Monday, March 7, 2022

PostgreSQL estimate matching rows for values beyond known boundary (low_value and high_value)

Last time we have analyzed behavior in Oracle and found that Oracle treat values outside boundaries in less disruptive manner. (link)

What is the behavior for PostgreSQL optimizer to estimate matching rows for values beyond known boundary? 

Setup demo table

create table t (d date, v int);
create index t_n1 on t(d);

Populate the data (2022-03-01 to 2022-03-31, each day with 10,000 rows)

insert into t 
select '2022-03-01'::date + floor(generate_series/10000)*(interval '1 day') as d,
       generate_series as v
from generate_series(1,31*10000);

Analyze the statistics, and block autovacuum on this table

vacuum analyze t;
alter table t set (autovacuum_analyze_scale_factor=0,autovacuum_analyze_threshold=1000000000);

Populate the data (2022-04-01 to 2022-04-07, each day with 10,000 rows)

insert into t 
select '2022-04-01'::date + floor(generate_series/10000)*(interval '1 day') as d,
       generate_series as v
from generate_series(1,7*10000);
select relname, relkind, reltuples, relpages
from pg_class where relname in ('t','t_n1');
relnamerelkindreltuplesrelpages
tr3799281682
t_n1i310000250
select attname,n_distinct,
       array_to_string(most_common_vals, E'\n') as most_common_vals, 
       array_to_string(most_common_freqs, E'\n') as most_common_freqs
from pg_stats where tablename='t';
attnamen_distinctmost_common_valsmost_common_freqs
d312022-03-200.0344
2022-03-240.033833332
2022-03-190.0332
2022-03-290.0332
2022-03-230.033166666
2022-03-050.032833334
2022-03-170.03266667
2022-03-210.0326
2022-03-120.032566667
2022-03-060.032433335
2022-03-130.0324
2022-03-280.0324
2022-03-110.032233335
2022-03-150.032166667
2022-03-100.032133333
2022-03-250.032133333
2022-03-270.0321
2022-03-160.032066666
2022-03-180.03203333
2022-03-310.032
2022-03-140.031866666
2022-03-080.031833332
2022-03-260.031833332
2022-03-020.0318
2022-03-030.031733334
2022-03-040.031533334
2022-03-090.031433333
2022-03-220.031433333
2022-03-070.031366665
2022-03-010.0313
2022-03-300.0313
v-1
(2 rows)

Now test PostgreSQL optimizer estimation with different values for column "D"

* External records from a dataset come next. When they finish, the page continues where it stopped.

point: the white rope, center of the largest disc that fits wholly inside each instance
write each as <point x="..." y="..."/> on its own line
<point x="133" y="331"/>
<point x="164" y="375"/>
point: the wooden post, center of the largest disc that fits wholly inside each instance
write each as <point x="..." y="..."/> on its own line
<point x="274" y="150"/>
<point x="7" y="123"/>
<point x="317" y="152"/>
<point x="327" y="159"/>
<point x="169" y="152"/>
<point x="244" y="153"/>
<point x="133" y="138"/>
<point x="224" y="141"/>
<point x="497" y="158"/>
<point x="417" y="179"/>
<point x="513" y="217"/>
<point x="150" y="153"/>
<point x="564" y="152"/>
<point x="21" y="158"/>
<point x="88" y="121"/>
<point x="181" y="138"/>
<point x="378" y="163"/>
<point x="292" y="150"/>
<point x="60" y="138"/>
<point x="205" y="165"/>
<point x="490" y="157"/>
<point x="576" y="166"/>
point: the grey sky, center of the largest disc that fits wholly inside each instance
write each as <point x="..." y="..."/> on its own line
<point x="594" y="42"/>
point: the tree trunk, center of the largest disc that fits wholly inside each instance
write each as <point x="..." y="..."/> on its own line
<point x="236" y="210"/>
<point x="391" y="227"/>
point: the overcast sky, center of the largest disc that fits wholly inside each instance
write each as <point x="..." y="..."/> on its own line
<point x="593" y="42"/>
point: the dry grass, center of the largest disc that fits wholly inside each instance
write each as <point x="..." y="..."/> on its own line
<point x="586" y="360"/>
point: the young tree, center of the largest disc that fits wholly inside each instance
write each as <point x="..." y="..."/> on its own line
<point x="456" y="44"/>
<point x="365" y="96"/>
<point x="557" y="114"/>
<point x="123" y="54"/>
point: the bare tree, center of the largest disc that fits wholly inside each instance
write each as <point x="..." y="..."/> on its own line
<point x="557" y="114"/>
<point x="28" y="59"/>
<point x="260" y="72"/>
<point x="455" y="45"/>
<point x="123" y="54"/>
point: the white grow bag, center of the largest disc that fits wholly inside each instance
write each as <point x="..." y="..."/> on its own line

Test 1: Within Boundary (D = 2022-03-15)

explain (analyze, verbose) 
select count(*) from t where d = '2022-03-15'::date;
mytest=> explain (analyze, verbose)
mytest-> select count(*) from t where d = '2022-03-15'::date;
                                                             QUERY PLAN
------------------------------------------------------------------------------------------------------------------------------------
 Aggregate  (cost=284.84..284.85 rows=1 width=8) (actual time=1.259..1.260 rows=1 loops=1)
   Output: count(*)
   ->  Index Only Scan using t_n1 on public.t  (cost=0.42..254.29 rows=12221 width=0) (actual time=0.026..0.758 rows=10000 loops=1)
         Output: d
         Index Cond: (t.d = '2022-03-15'::date)
         Heap Fetches: 0
 Planning Time: 0.149 ms
 Execution Time: 1.317 ms
(8 rows)

Math: 379928 * 0.032166667 = 12221.017459976 ~ 12221 rows.

Test 2: At the Boundary (D = 2022-03-31)

explain (analyze, verbose) 
select count(*) from t where d = '2022-03-31'::date;
mytest=> explain (analyze, verbose)
mytest-> select count(*) from t where d = '2022-03-31'::date;
                                                             QUERY PLAN
------------------------------------------------------------------------------------------------------------------------------------
 Aggregate  (cost=283.58..283.59 rows=1 width=8) (actual time=1.180..1.181 rows=1 loops=1)
   Output: count(*)
   ->  Index Only Scan using t_n1 on public.t  (cost=0.42..253.19 rows=12158 width=0) (actual time=0.023..0.687 rows=10000 loops=1)
         Output: d
         Index Cond: (t.d = '2022-03-31'::date)
         Heap Fetches: 0
 Planning Time: 0.065 ms
 Execution Time: 1.241 ms
(8 rows)

Math: 379928 * 0.032 = 12157.696 ~ 12158 rows.

Test 3: Outside the Boundary (D = 2022-04-01)

explain (analyze, verbose) 
select count(*) from t where d = '2022-04-01'::date;
mytest=> explain (analyze, verbose)
mytest-> select count(*) from t where d = '2022-04-01'::date;
                                                          QUERY PLAN
------------------------------------------------------------------------------------------------------------------------------
 Aggregate  (cost=4.44..4.45 rows=1 width=8) (actual time=1.194..1.194 rows=1 loops=1)
   Output: count(*)
   ->  Index Only Scan using t_n1 on public.t  (cost=0.42..4.44 rows=1 width=0) (actual time=0.024..0.731 rows=10000 loops=1)
         Output: d
         Index Cond: (t.d = '2022-04-01'::date)
         Heap Fetches: 0
 Planning Time: 0.061 ms
 Execution Time: 1.274 ms
(8 rows)

Test 4: Outside the Boundary further (D = 2022-04-07)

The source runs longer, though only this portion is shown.